Auch in den vergangenen drei Jahren konnten diese notwendigen Reformen nur unzureichend verabschiedet werden - zu unterschiedlich waren die Vorstellungen darüber, wie diese Reformen aussehen müssten. Die Aufweichung der Schuldenbremse, die mittlerweile sowohl von rot und grün als auch von Union gefordert wird, wäre nichts anderes als die Fortsetzung der falschen Vorstellung, notwendige unpopuläre Reformen durch finanzielle Umverteilung wiederum in die Zukunft verschieben zu können. Wenn über derart grundlegende Überzeugungen derart verschiedene, unvereinbare Vorstellungen innerhalb einer Koalition existieren, ist es eine Frage der Verantwortung, nach so vielen Jahren des Stillstands nicht zusätzlich Zeit verstreichen zu lassen, sondern vor den Wähler zu treten und ihn entscheiden zu lassen über neue Mehrheiten und die Zukunft unseres Landes.

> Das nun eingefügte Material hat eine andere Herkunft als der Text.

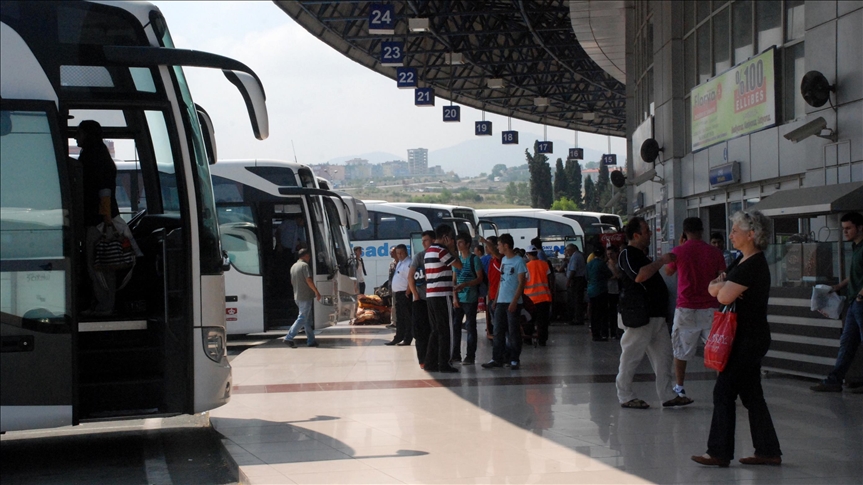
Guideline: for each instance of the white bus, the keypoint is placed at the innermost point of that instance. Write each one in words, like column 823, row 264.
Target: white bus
column 525, row 224
column 594, row 224
column 261, row 204
column 162, row 350
column 387, row 227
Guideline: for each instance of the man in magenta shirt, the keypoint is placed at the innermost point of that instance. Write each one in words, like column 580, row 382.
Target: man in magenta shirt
column 697, row 264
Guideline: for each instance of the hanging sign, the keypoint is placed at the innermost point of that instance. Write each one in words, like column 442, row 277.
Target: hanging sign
column 482, row 128
column 392, row 53
column 382, row 19
column 451, row 114
column 740, row 101
column 406, row 77
column 423, row 97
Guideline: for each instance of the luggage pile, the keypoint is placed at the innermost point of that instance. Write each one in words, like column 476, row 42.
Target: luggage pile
column 373, row 310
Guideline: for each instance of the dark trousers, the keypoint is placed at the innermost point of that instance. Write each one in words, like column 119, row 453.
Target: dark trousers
column 541, row 317
column 742, row 376
column 422, row 329
column 599, row 324
column 466, row 312
column 440, row 340
column 404, row 325
column 506, row 345
column 575, row 296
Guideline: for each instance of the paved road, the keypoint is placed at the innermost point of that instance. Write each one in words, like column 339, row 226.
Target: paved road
column 181, row 450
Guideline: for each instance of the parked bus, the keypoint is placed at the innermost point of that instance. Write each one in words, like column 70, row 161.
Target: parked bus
column 162, row 350
column 594, row 224
column 525, row 224
column 387, row 226
column 268, row 210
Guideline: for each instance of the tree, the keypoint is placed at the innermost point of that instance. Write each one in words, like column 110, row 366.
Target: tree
column 560, row 181
column 564, row 204
column 573, row 178
column 541, row 195
column 590, row 196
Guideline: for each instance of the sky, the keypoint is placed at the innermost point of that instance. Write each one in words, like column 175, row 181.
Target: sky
column 320, row 101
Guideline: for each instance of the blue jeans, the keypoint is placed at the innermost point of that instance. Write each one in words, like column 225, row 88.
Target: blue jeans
column 306, row 320
column 507, row 334
column 468, row 311
column 852, row 334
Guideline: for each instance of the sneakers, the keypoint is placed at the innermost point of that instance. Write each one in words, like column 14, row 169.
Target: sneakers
column 826, row 387
column 677, row 401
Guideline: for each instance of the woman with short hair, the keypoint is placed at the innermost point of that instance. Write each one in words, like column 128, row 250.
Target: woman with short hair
column 747, row 286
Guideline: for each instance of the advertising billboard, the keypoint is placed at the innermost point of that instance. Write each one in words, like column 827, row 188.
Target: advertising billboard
column 741, row 100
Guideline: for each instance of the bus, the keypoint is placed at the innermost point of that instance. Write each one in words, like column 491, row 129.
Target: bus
column 162, row 350
column 261, row 205
column 594, row 224
column 387, row 226
column 526, row 224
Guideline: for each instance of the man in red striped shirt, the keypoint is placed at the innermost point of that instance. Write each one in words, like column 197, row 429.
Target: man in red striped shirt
column 439, row 259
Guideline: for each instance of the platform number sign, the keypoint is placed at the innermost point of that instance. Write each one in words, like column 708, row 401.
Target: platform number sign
column 382, row 19
column 392, row 53
column 482, row 128
column 423, row 97
column 509, row 137
column 451, row 114
column 406, row 77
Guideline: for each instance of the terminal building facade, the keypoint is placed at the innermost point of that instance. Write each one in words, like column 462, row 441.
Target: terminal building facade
column 718, row 86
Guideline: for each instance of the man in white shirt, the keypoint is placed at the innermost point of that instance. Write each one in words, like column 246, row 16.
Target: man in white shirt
column 404, row 333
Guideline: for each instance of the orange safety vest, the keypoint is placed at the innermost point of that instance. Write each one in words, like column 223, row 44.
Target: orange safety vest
column 537, row 288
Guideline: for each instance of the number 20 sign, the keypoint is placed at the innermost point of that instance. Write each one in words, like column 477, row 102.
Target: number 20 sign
column 451, row 114
column 423, row 97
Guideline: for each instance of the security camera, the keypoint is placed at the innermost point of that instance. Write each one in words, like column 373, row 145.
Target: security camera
column 812, row 128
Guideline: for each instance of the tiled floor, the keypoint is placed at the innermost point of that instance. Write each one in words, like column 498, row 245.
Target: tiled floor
column 356, row 411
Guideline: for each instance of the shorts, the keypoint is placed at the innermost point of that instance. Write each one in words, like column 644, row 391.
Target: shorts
column 690, row 325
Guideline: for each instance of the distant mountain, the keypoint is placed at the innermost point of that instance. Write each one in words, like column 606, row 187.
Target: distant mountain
column 373, row 158
column 472, row 157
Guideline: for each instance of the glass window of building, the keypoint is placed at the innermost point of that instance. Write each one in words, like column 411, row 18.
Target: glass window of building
column 742, row 31
column 768, row 22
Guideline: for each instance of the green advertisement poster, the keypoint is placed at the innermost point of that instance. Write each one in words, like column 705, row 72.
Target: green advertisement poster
column 739, row 101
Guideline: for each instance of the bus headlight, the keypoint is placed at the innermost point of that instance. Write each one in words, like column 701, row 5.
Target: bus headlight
column 214, row 343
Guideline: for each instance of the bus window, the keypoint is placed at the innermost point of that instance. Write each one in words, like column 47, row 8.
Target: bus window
column 164, row 162
column 552, row 228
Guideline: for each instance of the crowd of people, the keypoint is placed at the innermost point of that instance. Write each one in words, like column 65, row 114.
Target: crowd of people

Am 23.2.2025 werden die Menschen darüber entscheiden, ob nach Jahren des opportunistischen Stillstands und später der mangelnden Einigungsfähigkeit während der Ampel unser Land tatsächlich die Aufbruchsstimmung erhält, die es so dringend benötigt - und ob es mit einer neuen Regierung gelingt, die Weichen wirklich auf Zukunftsfähigkeit zu stellen. Wir brauchen dringend eine Wirtschaftswende, die mit ihrem Wachstum für die Zukunft die Voraussetzungen schafft für soziale Umverteilung, Klimaschutz und nachhaltig finanzierte Altersversorgung in unserem Land. Gelingt es unserer parlamentarischen Demokratie hingegen nicht, nach über zwei Jahrzehnten diese und andere Herausforderungen mit Vernunft, Augenmaß und Kompromissbereitschaft anzugehen, sondern verschiebt sie ihre Lösung wiederum in die Zukunft, besteht die Gefahr, dass Menschen unserer Demokratie ihre Problemlösungskompetenz absprechen und sich deswegen noch häufiger von ihr abwenden. Die politischen Ränder könnten in diesem Falle bis zur Bundestagswahl 2029 so viel Zuspruch erhalten, dass Mehrheiten ohne sie in Deutschland nicht mehr möglich wären. 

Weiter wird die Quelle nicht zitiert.